Marcus Gardley is taking his healing to the stage. In a series of plays, the 36-year-old playwright is exercising his freedom of expression by creating satirical works about black men and prisons. 

From New York Times:

“You are the amalgam of the stories they were not able to get out to the world,” Mr. Gardley, a Yale School of Drama graduate, said of the characters. “There are fragments of reality, myth, fairy tale, cliché and stereotype.” He mentioned a scene in which the character Icarus, the teenage son of Deadlust (yes, that myth), yells for help as he is arrested. “I cried when I wrote this scene this morning,” he said, choking on the words.

Between last April and Wednesday, when “The Box” opens at the Irondale Center in Brooklyn, in aFoundry Theater production, there will have been 10 productions of seven of his plays across the country. They include “The Gospel of Lovingkindness,” about gun violence (the Victory Gardens Theater in Chicago); “Black Odyssey,” about a soldier journeying home to Harlem (the Denver Center for the Performing Arts); and “The House that will not Stand,” which, after its West Coast premiere, opens at Yale Repertory Theater on April 18 (Production No. 11).

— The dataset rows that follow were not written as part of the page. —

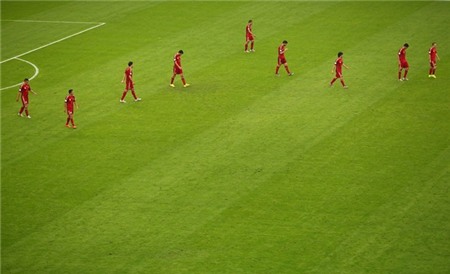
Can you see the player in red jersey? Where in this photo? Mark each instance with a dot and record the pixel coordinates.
(433, 55)
(23, 94)
(337, 68)
(69, 104)
(402, 63)
(282, 59)
(129, 83)
(249, 37)
(177, 69)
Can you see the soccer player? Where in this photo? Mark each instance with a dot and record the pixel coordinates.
(249, 37)
(129, 83)
(337, 68)
(69, 104)
(402, 63)
(433, 55)
(177, 69)
(282, 59)
(23, 94)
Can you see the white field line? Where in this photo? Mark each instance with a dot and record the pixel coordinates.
(36, 72)
(54, 42)
(55, 22)
(36, 69)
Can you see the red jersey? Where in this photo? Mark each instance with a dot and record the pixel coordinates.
(248, 30)
(129, 74)
(281, 50)
(177, 60)
(24, 89)
(432, 52)
(402, 54)
(70, 99)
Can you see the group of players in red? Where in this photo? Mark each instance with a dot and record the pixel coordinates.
(70, 102)
(339, 63)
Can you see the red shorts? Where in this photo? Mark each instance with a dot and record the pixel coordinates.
(177, 70)
(281, 60)
(24, 100)
(129, 85)
(404, 64)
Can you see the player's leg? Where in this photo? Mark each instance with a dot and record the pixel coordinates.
(173, 79)
(287, 69)
(342, 82)
(183, 80)
(122, 99)
(405, 73)
(332, 81)
(68, 119)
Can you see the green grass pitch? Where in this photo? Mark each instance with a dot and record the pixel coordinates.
(242, 172)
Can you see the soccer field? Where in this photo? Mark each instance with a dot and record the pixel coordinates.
(241, 172)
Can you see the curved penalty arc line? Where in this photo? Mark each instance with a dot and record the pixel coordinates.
(36, 72)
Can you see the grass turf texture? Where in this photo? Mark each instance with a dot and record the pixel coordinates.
(242, 172)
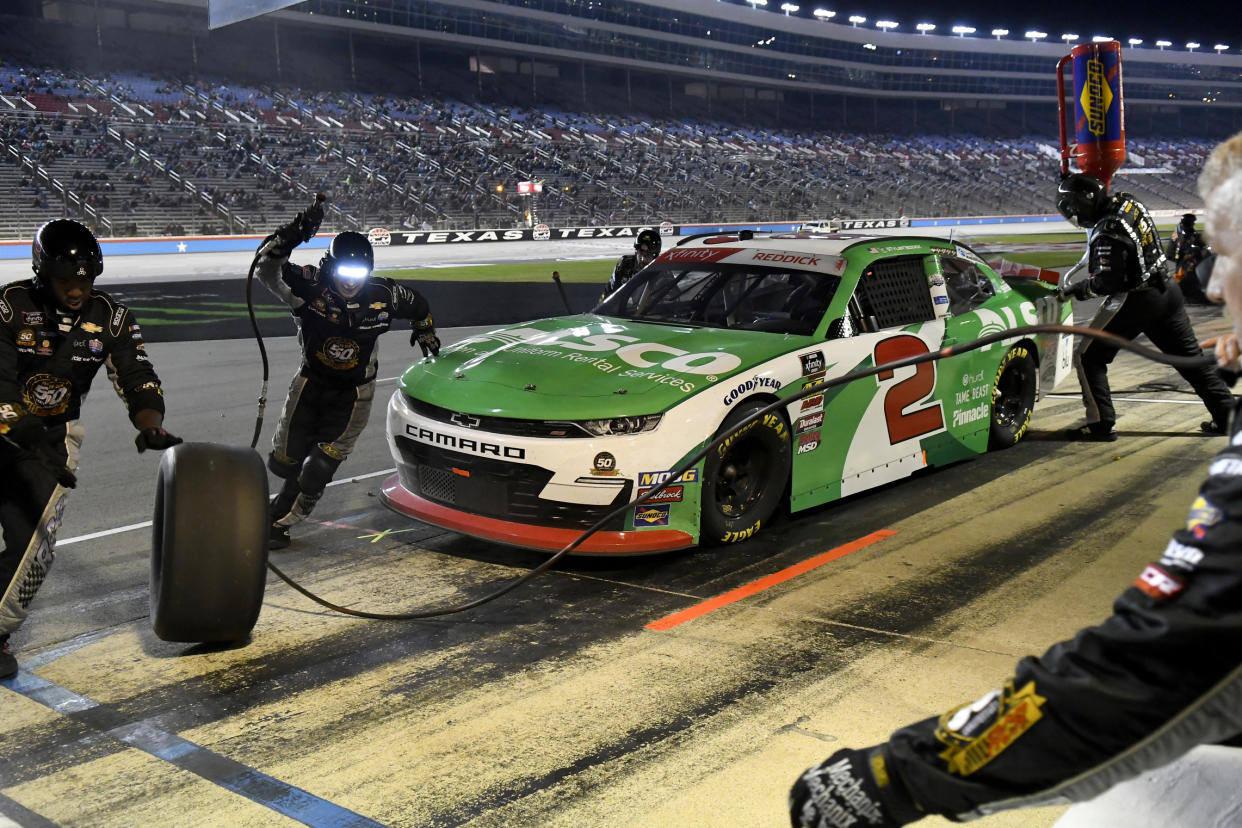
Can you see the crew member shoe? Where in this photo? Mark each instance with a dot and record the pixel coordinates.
(1093, 432)
(278, 536)
(8, 663)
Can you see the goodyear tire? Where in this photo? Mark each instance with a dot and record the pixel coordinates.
(744, 478)
(209, 543)
(1012, 396)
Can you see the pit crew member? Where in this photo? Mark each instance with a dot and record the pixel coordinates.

“My writing is like my ministry,” he said in a recent interview. “We have so many traumas and need so much healing in our communities. I want my work to be part of the healing process.”

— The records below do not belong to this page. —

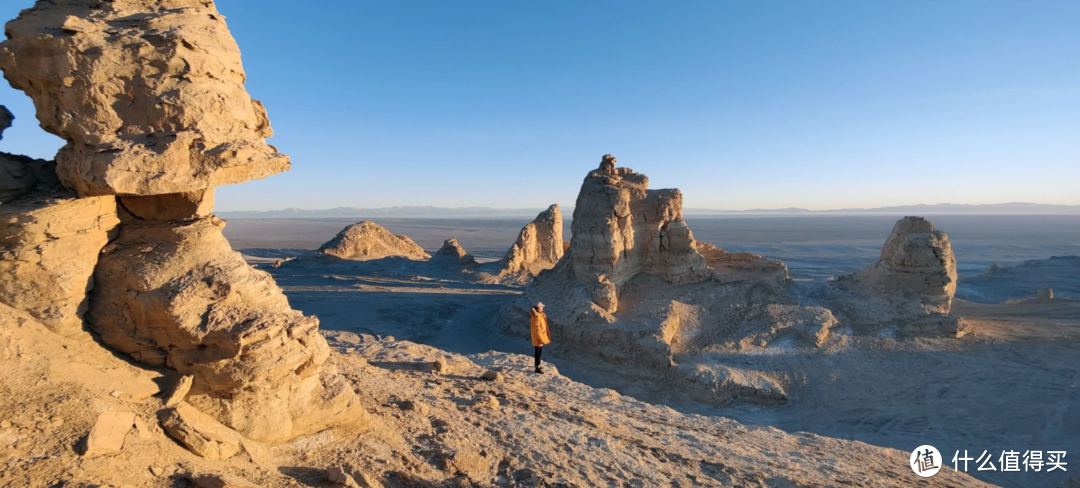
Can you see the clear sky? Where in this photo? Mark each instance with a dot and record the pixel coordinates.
(740, 104)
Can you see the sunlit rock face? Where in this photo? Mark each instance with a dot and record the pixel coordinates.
(621, 229)
(148, 94)
(539, 245)
(916, 266)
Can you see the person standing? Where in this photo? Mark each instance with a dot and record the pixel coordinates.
(541, 335)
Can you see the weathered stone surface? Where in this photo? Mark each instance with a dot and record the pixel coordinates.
(109, 432)
(367, 240)
(741, 267)
(172, 206)
(917, 266)
(453, 253)
(174, 294)
(180, 392)
(5, 119)
(49, 246)
(539, 245)
(149, 95)
(622, 229)
(221, 480)
(200, 433)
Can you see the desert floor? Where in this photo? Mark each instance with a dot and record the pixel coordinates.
(1011, 383)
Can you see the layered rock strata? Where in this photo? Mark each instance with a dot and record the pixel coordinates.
(539, 245)
(622, 229)
(49, 247)
(174, 294)
(916, 267)
(149, 95)
(366, 240)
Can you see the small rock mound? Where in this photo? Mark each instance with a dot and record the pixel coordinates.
(451, 252)
(917, 265)
(539, 245)
(366, 240)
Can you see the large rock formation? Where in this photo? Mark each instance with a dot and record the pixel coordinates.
(367, 240)
(622, 229)
(49, 246)
(539, 245)
(149, 95)
(174, 294)
(916, 268)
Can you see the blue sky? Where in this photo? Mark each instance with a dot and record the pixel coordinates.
(741, 105)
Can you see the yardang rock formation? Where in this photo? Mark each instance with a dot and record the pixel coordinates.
(366, 240)
(539, 245)
(149, 96)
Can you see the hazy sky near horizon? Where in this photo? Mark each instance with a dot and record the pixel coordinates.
(741, 105)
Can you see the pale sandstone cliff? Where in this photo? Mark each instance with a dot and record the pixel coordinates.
(149, 96)
(622, 229)
(539, 245)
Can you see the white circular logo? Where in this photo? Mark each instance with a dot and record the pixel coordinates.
(926, 461)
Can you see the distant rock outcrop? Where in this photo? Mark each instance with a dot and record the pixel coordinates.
(367, 240)
(916, 267)
(622, 229)
(183, 125)
(539, 245)
(451, 252)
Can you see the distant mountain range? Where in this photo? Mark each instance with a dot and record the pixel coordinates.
(483, 212)
(1016, 207)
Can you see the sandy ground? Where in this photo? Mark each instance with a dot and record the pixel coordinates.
(1012, 383)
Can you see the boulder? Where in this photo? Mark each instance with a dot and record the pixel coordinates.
(149, 95)
(49, 246)
(367, 240)
(109, 432)
(622, 229)
(200, 433)
(916, 268)
(180, 392)
(175, 294)
(221, 480)
(453, 253)
(539, 245)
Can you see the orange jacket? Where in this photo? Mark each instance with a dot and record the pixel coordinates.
(538, 323)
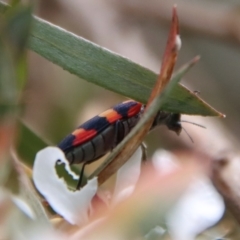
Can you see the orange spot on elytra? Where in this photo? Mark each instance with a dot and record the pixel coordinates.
(134, 110)
(83, 135)
(111, 115)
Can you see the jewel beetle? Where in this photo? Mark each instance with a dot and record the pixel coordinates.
(102, 133)
(99, 135)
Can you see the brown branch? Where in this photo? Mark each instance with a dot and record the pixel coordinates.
(222, 23)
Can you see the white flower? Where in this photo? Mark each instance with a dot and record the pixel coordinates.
(73, 206)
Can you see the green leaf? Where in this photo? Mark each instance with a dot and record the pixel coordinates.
(107, 69)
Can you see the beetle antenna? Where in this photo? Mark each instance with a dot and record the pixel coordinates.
(188, 134)
(196, 124)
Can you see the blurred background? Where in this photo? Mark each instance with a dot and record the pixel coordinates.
(56, 101)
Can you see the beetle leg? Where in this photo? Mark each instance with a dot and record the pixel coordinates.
(144, 152)
(81, 176)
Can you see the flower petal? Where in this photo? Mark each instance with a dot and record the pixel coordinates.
(127, 177)
(73, 206)
(198, 209)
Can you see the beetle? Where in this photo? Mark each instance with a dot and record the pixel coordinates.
(102, 133)
(99, 135)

Read more at New York Times

While Gardley has received positive reviews for his work, he contends that critics sometimes do not get his “ambitious, often nonlinear narratives, nor appreciate his unapologetically African-American aesthetic.

“For all its magical incantations, murder, lust, voodoo and exorcism, the narrative never casts a spell potent enough to stir the soul,” a critic for The San Jose Mercury News wrote of “House.”

Kudos to Mr. Gardley for unapologetically bringing the African American male narrative to the big stage.

What stories about black males would you like to see more of?